Bathing Water Quality: Structure of the Published Linked Data

This document describes the structure of the UK Bathing Water Quality linked data that we produced for the Environment Agency.

As part of our work with data.gov.uk and the UK Location Programme we have been working to pilot the publication of both current and historic bathing water quality information as linked data.  This data is available through SPARQL endpoints at data.gov.uk and TSO's OpenUPLabs and through data dumps (samples, sites, compliance_history).

The data covers the period up to the end of the 2010 season.

The Domain

The UK has a number of areas, typically beaches, that are designated as bathing waters where people routinely enter the water.  The Environment Agency monitors and reports on the quality of the water at these bathing waters.

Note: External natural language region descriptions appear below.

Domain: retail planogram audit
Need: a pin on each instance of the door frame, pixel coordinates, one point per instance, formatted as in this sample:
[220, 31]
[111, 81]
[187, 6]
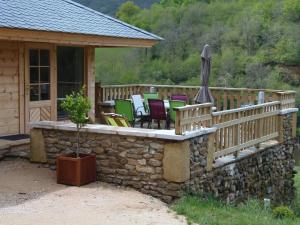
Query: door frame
[53, 82]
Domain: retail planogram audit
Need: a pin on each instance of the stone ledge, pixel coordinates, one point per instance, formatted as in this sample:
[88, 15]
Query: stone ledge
[287, 111]
[6, 144]
[124, 131]
[230, 159]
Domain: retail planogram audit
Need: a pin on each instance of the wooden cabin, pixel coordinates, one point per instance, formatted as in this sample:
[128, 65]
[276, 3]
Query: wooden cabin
[47, 50]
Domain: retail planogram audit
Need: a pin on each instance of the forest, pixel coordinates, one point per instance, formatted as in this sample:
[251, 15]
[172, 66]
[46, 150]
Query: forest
[110, 6]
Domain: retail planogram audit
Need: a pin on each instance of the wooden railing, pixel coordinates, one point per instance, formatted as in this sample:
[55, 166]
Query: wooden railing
[192, 117]
[224, 98]
[242, 128]
[287, 99]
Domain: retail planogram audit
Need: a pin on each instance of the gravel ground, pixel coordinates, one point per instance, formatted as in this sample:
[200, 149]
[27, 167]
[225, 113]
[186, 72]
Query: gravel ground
[29, 195]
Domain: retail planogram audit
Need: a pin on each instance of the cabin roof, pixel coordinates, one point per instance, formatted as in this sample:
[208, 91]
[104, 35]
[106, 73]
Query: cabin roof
[65, 16]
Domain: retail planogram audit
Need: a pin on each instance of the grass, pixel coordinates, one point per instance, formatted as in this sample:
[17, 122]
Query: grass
[213, 212]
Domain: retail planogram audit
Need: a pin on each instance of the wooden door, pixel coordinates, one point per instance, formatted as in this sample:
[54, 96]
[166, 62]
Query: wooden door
[40, 83]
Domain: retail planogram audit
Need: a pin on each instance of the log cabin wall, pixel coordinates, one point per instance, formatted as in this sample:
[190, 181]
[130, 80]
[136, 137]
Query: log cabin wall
[9, 88]
[13, 107]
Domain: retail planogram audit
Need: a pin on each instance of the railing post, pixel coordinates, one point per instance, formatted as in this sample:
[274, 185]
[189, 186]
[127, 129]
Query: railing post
[294, 125]
[178, 130]
[280, 128]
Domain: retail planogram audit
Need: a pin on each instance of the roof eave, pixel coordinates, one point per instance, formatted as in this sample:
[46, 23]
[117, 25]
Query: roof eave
[16, 34]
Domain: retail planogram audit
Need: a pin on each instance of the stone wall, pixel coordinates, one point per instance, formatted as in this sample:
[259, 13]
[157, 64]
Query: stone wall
[267, 173]
[167, 168]
[18, 149]
[127, 161]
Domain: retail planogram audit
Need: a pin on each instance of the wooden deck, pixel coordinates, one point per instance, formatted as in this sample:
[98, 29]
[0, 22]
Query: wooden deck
[240, 122]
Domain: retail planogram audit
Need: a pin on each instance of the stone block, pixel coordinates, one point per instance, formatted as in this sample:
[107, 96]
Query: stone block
[176, 162]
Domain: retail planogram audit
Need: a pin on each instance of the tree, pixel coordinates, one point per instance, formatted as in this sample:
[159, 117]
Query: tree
[77, 106]
[127, 11]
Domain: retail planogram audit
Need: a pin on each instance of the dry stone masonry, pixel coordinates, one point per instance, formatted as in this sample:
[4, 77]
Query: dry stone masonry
[167, 168]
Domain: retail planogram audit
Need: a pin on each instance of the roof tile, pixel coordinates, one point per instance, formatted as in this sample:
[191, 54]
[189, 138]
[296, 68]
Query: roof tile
[65, 16]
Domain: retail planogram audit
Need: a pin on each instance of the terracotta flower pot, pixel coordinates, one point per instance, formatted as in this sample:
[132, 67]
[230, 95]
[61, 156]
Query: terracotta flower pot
[76, 171]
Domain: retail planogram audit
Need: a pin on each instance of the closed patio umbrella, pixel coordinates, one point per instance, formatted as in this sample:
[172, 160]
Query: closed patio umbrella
[204, 94]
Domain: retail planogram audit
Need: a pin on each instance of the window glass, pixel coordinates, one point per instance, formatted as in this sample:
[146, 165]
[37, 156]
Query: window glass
[39, 69]
[44, 58]
[34, 75]
[45, 91]
[34, 92]
[70, 73]
[34, 57]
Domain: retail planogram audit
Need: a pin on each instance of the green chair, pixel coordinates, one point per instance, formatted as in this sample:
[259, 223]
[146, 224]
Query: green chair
[124, 108]
[173, 105]
[149, 96]
[109, 119]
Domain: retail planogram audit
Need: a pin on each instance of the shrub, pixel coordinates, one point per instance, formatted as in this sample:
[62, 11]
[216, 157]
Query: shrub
[77, 105]
[281, 212]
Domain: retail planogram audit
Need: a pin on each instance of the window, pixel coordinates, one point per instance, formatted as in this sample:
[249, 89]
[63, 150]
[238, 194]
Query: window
[39, 74]
[70, 73]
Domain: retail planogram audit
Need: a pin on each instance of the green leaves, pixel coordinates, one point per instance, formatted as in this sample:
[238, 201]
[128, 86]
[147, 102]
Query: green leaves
[77, 106]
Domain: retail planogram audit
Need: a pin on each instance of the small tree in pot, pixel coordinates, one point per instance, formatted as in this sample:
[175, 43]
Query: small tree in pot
[76, 169]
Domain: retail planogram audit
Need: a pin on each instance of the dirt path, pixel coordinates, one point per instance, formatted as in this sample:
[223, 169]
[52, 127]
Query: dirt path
[29, 195]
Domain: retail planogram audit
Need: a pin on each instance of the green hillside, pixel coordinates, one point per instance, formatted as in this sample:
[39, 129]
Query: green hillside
[255, 44]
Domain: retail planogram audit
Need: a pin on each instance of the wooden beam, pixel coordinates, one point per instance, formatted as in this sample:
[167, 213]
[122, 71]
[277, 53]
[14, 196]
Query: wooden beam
[22, 87]
[72, 39]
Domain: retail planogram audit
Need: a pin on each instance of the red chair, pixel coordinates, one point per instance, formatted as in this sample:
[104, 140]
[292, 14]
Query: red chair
[158, 111]
[180, 97]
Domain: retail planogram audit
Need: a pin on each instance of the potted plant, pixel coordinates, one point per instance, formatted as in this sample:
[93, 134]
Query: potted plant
[76, 168]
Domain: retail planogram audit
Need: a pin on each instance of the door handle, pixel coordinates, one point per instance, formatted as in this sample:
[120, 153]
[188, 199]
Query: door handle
[27, 89]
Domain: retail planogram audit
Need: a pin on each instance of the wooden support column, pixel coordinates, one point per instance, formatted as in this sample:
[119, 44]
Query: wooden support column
[90, 78]
[22, 87]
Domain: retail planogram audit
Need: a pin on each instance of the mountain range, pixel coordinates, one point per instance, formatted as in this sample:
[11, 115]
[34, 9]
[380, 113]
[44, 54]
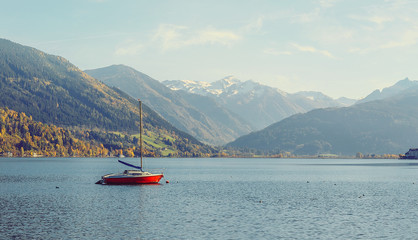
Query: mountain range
[386, 125]
[52, 90]
[259, 104]
[198, 115]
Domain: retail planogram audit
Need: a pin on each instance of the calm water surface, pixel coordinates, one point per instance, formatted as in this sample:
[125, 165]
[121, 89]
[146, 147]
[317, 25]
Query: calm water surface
[56, 198]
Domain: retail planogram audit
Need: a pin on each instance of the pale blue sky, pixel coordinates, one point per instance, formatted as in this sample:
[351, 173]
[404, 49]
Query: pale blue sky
[341, 48]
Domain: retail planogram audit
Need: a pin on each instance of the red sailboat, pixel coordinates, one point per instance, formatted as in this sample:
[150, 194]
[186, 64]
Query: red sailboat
[137, 176]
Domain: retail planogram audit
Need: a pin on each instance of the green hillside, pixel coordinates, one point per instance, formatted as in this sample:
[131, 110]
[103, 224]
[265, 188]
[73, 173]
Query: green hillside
[53, 91]
[198, 115]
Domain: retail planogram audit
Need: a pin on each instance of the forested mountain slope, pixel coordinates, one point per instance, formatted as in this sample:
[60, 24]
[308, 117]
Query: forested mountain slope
[382, 126]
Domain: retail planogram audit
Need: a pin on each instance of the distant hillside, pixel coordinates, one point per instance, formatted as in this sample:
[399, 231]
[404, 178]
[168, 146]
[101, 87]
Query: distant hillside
[53, 91]
[198, 115]
[259, 104]
[382, 126]
[20, 135]
[400, 86]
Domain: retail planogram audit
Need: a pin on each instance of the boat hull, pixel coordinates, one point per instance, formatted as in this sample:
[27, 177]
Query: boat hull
[127, 180]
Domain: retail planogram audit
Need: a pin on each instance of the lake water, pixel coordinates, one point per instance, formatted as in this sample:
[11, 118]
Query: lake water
[56, 198]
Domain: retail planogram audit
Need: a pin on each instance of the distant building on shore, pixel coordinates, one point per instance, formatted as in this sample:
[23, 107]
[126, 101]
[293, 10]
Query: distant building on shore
[411, 154]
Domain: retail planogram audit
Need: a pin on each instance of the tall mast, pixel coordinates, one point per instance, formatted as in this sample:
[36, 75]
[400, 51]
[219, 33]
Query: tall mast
[140, 128]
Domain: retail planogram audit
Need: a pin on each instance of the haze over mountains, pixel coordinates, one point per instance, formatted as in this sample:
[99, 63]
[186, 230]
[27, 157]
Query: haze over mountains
[52, 90]
[259, 104]
[387, 125]
[198, 115]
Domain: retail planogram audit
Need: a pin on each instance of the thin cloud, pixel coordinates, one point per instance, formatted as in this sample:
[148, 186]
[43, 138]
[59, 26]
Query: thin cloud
[174, 36]
[275, 52]
[312, 50]
[129, 50]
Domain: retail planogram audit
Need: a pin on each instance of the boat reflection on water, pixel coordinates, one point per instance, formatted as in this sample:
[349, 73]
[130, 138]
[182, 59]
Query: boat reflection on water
[137, 176]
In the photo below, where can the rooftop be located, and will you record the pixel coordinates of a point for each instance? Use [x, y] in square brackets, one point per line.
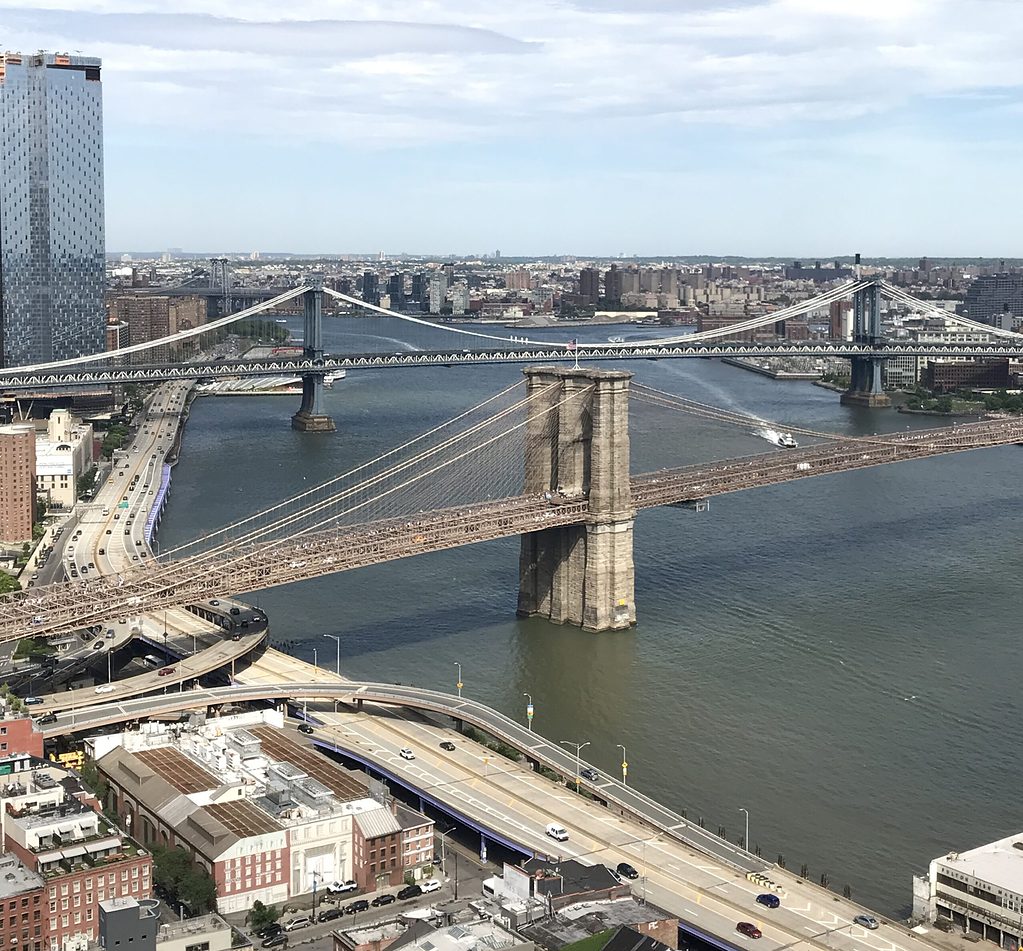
[999, 863]
[14, 877]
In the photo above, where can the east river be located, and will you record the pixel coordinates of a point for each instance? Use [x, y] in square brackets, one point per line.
[839, 655]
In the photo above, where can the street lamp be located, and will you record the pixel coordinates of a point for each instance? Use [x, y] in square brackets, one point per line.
[579, 749]
[338, 639]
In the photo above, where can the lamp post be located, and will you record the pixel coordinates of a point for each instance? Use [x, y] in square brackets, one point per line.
[335, 637]
[579, 749]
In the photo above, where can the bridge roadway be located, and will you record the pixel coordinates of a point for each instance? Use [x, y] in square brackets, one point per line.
[703, 882]
[12, 379]
[64, 606]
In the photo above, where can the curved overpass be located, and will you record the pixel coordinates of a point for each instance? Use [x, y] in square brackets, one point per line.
[533, 745]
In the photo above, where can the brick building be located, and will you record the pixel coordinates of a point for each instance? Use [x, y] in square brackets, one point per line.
[17, 482]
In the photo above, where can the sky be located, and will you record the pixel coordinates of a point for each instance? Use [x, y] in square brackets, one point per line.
[803, 128]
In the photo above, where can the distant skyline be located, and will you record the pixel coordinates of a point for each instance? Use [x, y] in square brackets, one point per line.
[770, 128]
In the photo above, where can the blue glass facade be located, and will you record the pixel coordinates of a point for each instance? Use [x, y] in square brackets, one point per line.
[51, 208]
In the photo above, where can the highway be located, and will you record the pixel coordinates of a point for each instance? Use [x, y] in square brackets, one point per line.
[683, 869]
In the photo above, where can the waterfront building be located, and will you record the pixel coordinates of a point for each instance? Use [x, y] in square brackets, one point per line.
[17, 482]
[979, 892]
[51, 208]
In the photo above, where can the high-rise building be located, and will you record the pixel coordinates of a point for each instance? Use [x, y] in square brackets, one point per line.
[589, 284]
[17, 481]
[51, 208]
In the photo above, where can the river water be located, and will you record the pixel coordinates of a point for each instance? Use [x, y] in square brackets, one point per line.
[838, 655]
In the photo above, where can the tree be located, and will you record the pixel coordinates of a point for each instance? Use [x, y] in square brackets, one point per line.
[174, 871]
[261, 915]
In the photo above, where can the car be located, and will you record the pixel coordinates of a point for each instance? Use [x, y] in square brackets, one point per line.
[557, 831]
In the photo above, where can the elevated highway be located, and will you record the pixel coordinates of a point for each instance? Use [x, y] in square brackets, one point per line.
[345, 548]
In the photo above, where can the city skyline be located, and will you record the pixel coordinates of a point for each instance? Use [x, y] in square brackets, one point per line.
[734, 128]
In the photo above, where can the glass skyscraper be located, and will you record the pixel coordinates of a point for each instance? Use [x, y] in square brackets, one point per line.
[51, 208]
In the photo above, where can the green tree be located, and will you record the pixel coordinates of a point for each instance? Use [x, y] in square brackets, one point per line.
[261, 915]
[183, 880]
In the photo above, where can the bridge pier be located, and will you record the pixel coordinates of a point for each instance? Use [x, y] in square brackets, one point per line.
[866, 373]
[577, 446]
[311, 416]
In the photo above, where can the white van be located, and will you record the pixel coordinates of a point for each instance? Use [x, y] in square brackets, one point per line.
[557, 831]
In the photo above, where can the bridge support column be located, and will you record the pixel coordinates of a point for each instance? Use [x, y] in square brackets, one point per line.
[866, 373]
[577, 446]
[311, 416]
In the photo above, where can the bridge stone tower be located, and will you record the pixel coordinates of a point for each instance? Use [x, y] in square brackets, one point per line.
[579, 448]
[311, 417]
[866, 377]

For each bathing water there is a sampling point near which the water is sampled roughly once a week during the bathing season.  These samples are analysed and the water given a compliance classification of excellent, good or poor.

Data Structure

The data can be thought of as structured in 3 groups:

  • There is basic reference data describing the bathing waters and sampling points
  • There is a data set giving the rating for each bathing water for each year it has been monitored
  • There is a data set giving the detailed weekly sampling results for each bathing water

This data is represented in RDF data using the following namespaces and prefixes:

General Reference Data

Bathing Waters

Each bathing water is identified by two URIs fo the form:

  1. http://environment.data.gov.uk/id/bathing-water/{EU bathing water id}
  2. http://environment.data.gov.uk/id/bathing-water/{name}

The first of these has a last segment based on an EU bathing water identifier.  The second has a last segment based on the name of the bathing water.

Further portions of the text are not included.